Publié le 03 juin 2010 par Pierda

Suite du témoignage de Frédéric Laurent, journaliste, écrivain et ancien collaborateur de F. de Grossouvre :

Selon la version officielle, François s’est tiré une balle dans la tête dans son bureau de l’Élysée vers 19 heures, en usant de son arme personnelle, un Manurhin MR 73 « 357 magnum ». Les portes capitonnées auraient empêché que la détonation soit entendue, le corps est découvert, vers 20h par son chauffeur et garde du corps qui s’inquiétant de son retard est monté le chercher dans son bureau.

François gît dans son fauteuil. Il y a du sang partout, jusqu’au plafond. Le colonel Claude Kalfon, médecin militaire de l’Elysée, constate le décès. Le Président, qui dîne alors dans ses appartements privés, est informé immédiatement par Pierre Chassigneux, directeur du cabinet, François Mitterrand qui devait intervenir en direct à la télévision dans l’émission « Tous contre le sida », annule sa prestation. C’est la première fois dans l’histoire de la République qu’un collaborateur du chef de l’État se donne la mort au palais de l’Elysée. Un vent de panique souffle: ne faudrait-il pas transporter le défunt dans son appartement du Quai Branly ? Trop tard. Il y a des témoins et si une « exfiltration » était découverte, ses conséquences seraient désastreuses. La police judiciaire est prévenue. Les légistes, de conserve avec le colonel Kalfon, établissent un certificat de décès. Seule la thèse du suicide est retenue.

Après enquête préliminaire, le parquet ne juge pas nécessaire d’ouvrir une information judiciaire. En conséquence, aucune reconstitution ne sera réalisée. Une question reste toutefois pendante : la détonation d’un « 357 magnum » est bien plus sonore que le bruit provoqué par un bouchon de champagne, elle correspond à la puissance de 164 décibels, autant qu’un coup de tonnerre !

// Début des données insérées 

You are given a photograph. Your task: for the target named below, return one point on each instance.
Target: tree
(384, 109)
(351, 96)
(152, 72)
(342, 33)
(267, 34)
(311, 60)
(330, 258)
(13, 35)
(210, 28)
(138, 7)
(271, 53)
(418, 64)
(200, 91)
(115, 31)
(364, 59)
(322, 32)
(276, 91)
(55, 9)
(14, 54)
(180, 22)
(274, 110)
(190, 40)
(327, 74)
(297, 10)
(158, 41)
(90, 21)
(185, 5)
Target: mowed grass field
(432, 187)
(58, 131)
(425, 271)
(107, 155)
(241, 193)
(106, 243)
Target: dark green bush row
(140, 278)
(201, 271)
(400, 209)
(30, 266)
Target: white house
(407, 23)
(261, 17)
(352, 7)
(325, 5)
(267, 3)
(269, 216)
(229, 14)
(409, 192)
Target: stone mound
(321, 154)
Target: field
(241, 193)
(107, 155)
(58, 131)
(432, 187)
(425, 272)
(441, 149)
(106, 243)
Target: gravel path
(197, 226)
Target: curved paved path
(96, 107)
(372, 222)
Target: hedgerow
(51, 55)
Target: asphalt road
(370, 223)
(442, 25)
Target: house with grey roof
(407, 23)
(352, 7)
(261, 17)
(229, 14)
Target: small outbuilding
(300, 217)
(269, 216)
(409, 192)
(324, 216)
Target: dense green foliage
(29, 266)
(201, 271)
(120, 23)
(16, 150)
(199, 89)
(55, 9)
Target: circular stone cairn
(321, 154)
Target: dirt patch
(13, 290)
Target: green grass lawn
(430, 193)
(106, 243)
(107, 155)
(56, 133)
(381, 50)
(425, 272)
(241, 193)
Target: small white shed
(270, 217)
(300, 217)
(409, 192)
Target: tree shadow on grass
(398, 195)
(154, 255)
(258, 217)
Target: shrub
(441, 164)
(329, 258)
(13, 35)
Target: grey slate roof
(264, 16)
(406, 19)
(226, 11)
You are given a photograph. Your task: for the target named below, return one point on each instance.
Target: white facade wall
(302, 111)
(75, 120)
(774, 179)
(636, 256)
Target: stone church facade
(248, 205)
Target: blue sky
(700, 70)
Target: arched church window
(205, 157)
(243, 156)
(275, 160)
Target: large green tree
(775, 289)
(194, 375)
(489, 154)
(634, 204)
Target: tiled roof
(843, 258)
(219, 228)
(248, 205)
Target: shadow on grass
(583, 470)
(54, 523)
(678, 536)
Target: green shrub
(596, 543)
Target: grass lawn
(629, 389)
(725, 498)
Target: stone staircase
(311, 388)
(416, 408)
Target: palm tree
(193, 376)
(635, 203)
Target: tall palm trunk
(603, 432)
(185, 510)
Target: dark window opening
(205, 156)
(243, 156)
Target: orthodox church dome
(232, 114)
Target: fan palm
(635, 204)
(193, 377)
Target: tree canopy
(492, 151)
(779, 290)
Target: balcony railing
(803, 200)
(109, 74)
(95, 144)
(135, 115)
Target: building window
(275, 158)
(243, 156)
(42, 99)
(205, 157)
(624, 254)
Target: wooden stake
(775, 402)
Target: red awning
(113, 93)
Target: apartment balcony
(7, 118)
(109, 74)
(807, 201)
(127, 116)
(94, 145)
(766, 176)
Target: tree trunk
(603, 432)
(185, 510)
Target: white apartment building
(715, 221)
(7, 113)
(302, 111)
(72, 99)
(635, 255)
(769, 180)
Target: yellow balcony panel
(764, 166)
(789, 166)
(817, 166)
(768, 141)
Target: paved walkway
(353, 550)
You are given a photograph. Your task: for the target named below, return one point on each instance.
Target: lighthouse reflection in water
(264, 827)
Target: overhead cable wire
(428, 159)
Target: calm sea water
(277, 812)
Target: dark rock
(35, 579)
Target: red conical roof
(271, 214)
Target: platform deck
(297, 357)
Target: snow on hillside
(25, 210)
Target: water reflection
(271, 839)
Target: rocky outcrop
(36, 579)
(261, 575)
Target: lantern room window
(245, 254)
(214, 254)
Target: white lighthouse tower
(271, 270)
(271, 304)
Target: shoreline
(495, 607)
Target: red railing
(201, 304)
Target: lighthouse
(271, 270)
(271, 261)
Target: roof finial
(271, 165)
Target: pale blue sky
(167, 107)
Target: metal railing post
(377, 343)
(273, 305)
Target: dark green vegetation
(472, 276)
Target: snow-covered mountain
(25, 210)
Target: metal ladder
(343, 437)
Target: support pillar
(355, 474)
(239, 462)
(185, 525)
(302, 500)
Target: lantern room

Comment se peut-il que personne ne l’ait entendu ? L’huissier, présent à l’étage, a l’habitude de quitter son service à 19 heures. On peut donc penser qu’il n’était plus à son poste, mais, entre 19 et 20 heures, du personnel est encore présent dans les bureaux et les couloirs de la présidence. Et particulièrement ce soir du 7 avril où François Mitterrand devait s’exprimer devant les caméras des télévisions ! Si les portes capitonnées suffisaient à garantir la discrétion de conversations feutrées, ceux qui alors connaissaient les lieux savent que lorsque Grossouvre haussait la voix, on l’entendait distinctement dans le couloir…

Car contrairement à ce qui est soutenu aujourd’hui, le bureau de Grossouvre ne fut jamais capitonné et encore moins ses murs. Seule la porte d’entrée de son bureau à double battant était calfeutrée et sans grande efficacité… Elle ne pouvait guère atténuer la déflagration d’un « 357 magnum ».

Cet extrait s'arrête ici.